Stretching as a performer isn't just a good way to broaden your skill-set and confidence, stretching can be its own reward just by feeling good, and getting you more in touch with your instrument, and what your comfort is in your body, mind and heart while doing different things. Mastery, and the feelings it can bring with it, can feel very good indeed.
One of the key parts of job satisfaction, often more prized than even the pay, is a feeling of overcoming challenges, surmounting an obstacle and attaining a not-easy-to-attain goal: a feeling of mastery and ability. As actors we work for ourselves, so it's up to us to provide some of that sort of challenge/satisfaction for ourselves. Sometimes that means mentioning to the stage manager, even long after a show's opening, that you're going to try something with a specific line tonight to keep it fresh and find something new-ish.
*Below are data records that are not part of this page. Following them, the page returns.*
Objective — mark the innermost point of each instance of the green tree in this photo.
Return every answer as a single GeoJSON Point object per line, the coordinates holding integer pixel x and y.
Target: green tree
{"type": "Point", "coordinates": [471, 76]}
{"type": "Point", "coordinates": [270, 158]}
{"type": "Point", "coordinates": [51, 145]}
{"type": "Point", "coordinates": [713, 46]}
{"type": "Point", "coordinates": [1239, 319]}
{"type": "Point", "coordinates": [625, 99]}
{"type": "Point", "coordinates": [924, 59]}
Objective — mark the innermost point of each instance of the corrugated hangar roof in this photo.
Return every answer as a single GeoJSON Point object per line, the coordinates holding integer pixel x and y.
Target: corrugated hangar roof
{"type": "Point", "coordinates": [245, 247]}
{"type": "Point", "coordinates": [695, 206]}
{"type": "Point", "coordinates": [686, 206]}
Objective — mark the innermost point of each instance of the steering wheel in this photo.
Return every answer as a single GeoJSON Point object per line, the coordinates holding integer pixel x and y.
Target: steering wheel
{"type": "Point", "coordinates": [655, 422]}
Or with the director's consent, do the last take trying to mess it up, a "can we do one just so I can 'f' with it" take. Don't broadside everyone else in the project while fighting robotic consistency, but remember: actors are the squishy and intended to be risky while cameras are rolling, or the curtain is up. It has been said that good on camera work is accidental behavior captured on film. Without blowing up the character and script with metaphorical high explosives, let the character breathe.
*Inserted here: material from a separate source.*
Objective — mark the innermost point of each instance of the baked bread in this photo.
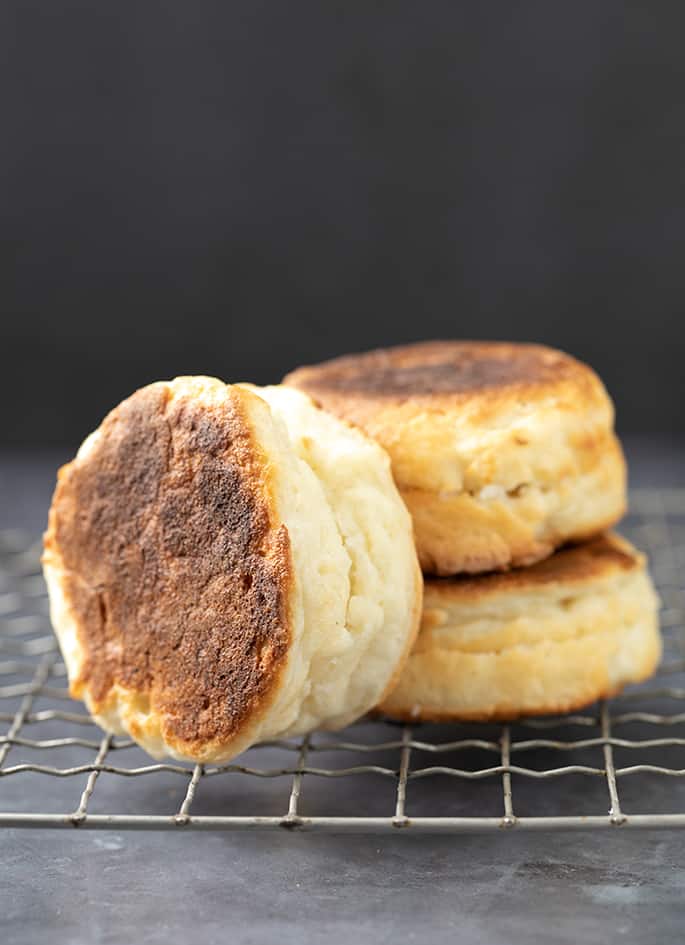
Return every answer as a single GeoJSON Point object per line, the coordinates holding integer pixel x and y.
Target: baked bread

Taking risks means you may fail. Not taking risks means you will fail. If you haven't done anything lately in your acting that didn't really work, then find a way to explore, to experiment, and fail. Then make your worst "failures" (while the cameras are rolling or the curtain is up) still pretty darn good and you'll be the actor producers and the audience know will consistently deliver without stagnation or rote boringness no matter what.
Now, the next challenge becomes getting better at knowing if what you are doing, both while acting and in life, is good or feels good, which I will write a post on soon. Until then: try failing, and break a (pretend) leg.